Si nasce non soltanto per morire ma per camminare a lungo, con piedi che non conoscono dimora e vanno oltre ogni montagna. Alda Merini
venerdì 24 giugno 2011
JOHN FANTE: Rapimento in famiglia ed altri racconti
John Fante, scrittore americano di origini abruzzesi (suo padre era originario di Torricella Peligna in provincia di Chieti), nato a Denver nel 1909 e morto nel 1983, ha scritto numerosi romanzi. Il più famoso è "Chiedilo alla polvere" da cui è stato tratto anche un film.
Nel volume di racconti, lo scrittore torna indietro nel tempo, rivive la sua infanzia, l'adolescenza, i suoi anni giovanili, i rapporti molto difficili con il padre, la tenerezza e la pietà per la madre troppo presto invecchiata tra gli stenti e le fatiche, una madre paziente che sopporta rassegnata le stranezze di un marito oberato di lavoro e di preoccupazioni.
Oltre a fare un ritratto ora comico, ora struggente della sua famiglia , lo scrittore evoca la vita degli immigrati di prima generazione, la loro difficile integrazione in un paese che li emargina.
Lo scrittore adolescente mal sopporta le vessazioni dei suoi compagni e degli insegnanti e arriva al punto di rifiutare la sua origine italiana, tanto se ne vergogna.
Il racconto "Rapimento in famiglia " è tutto dedicato alla madre. Il ragazzo ha trovato in un baule una vecchia foto che ritrae la madre giovane, bella e quasi non la riconosce. Come ha potuto una donna così attraente diventare così? Una donna che lavora tanto con " le braccia molli, bianche come argilla disseccata, i capelli secchi e sottili incollati alla testa e gli occhi scavati, grandi e tristi".

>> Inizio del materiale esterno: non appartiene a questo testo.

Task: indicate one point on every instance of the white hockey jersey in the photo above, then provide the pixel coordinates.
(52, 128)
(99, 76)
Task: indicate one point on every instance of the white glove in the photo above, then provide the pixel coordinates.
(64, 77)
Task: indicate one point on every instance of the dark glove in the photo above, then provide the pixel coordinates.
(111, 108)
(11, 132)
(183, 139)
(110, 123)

Segretamente guarda e riguarda quella foto. " Che foto! Si vedeva lei seduta sul bracciolo della poltrona, in un abito bianco che le arrivava fino ai piedi.(...) Il cappello era il più grande che io avessi visto in vita mia. Le coronava le spalle come un parasole bianco, con l'orlo appena un pò ribassato, e le copriva tutti i capelli, a parte un ciuffo scuro che sbucava da dietro: si vedevano comunque gli occhi verdi e profondi, così grandi che nemmeno quel cappello poteva nasconderli. Fissavo quella strana fotografia, baciandola e piangendoci sopra, felice che un tempo fosse stata reale.(...) Mamma, però, era in cucina prigioniera di pentole e pignatte: una donna qualunque, non più la donna adorabile di quella foto".
Il ragazzo torna da scuola e vede la mamma in cucina. "In quei momenti ,la mamma che stava in cucina non era la mia mamma. Neanche a parlarne".

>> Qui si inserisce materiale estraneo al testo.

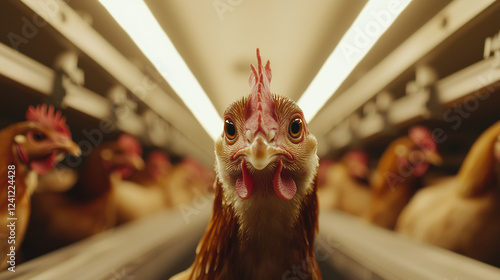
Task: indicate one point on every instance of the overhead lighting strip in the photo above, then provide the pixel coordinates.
(140, 24)
(372, 22)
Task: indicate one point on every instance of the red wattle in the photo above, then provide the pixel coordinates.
(284, 185)
(244, 184)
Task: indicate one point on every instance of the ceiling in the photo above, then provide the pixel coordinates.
(217, 39)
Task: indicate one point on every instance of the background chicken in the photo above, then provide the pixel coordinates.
(187, 181)
(462, 213)
(395, 179)
(26, 149)
(89, 207)
(145, 191)
(346, 187)
(265, 209)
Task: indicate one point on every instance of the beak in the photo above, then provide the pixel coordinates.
(434, 158)
(260, 153)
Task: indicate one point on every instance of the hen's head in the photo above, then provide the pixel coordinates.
(266, 150)
(44, 139)
(123, 156)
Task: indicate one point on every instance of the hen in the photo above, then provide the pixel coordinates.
(462, 213)
(395, 179)
(89, 207)
(346, 187)
(265, 210)
(26, 149)
(188, 181)
(145, 191)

Non ricorda nulla della bellezza della madre e ne soffre e si chiede quand'è che la madre è cambiata e perchè. Come mai è invecchiata?
Un giorno mostra la foto al padre pensando di fargli piacere, di risvegliare in lui l'interesse per la donna che ha sposato, ma il padre lo scaccia via e lui quasi vorrebbe picchiarlo per la rabbia.
Il ragazzo perciò chiede alla madre di raccontargli come ha conosciuto il padre, come mai ha deciso di sposarlo , lei che aveva deciso di farsi suora e non aveva mai voluto conoscere altri uomini.
Insiste perchè la madre gli faccia un racconto un pò edulcorato in cui la figura del padre appare simile a quella di un cavaliere senza macchia e senza paura, per allontanare l'immagine di un uomo rozzo, abbrutito dalla sua fatica di muratore.
La madre lo accontenta raccontandogli una storia di rapimento in cui il genitore si comporta con galanteria e la conquista con un lungo corteggiamento.
Così si conclude il racconto "Era troppo per me. Troppo. Le gettai le braccia al collo e la baciai, e sulle mie labbra restò il sapore amaro delle lacrime".
Nonostante il rapporto difficile col padre, John Fante è rimasto molto legato alla famiglia, in particolare alla madre, per tutta la sua vita.
Poche settimane prima di morire , nel 1983, scrive :" Di me non c'è più niente, solo il ricordo di vecchie camere da letto, e il ciabattare di mia madre verso la cucina".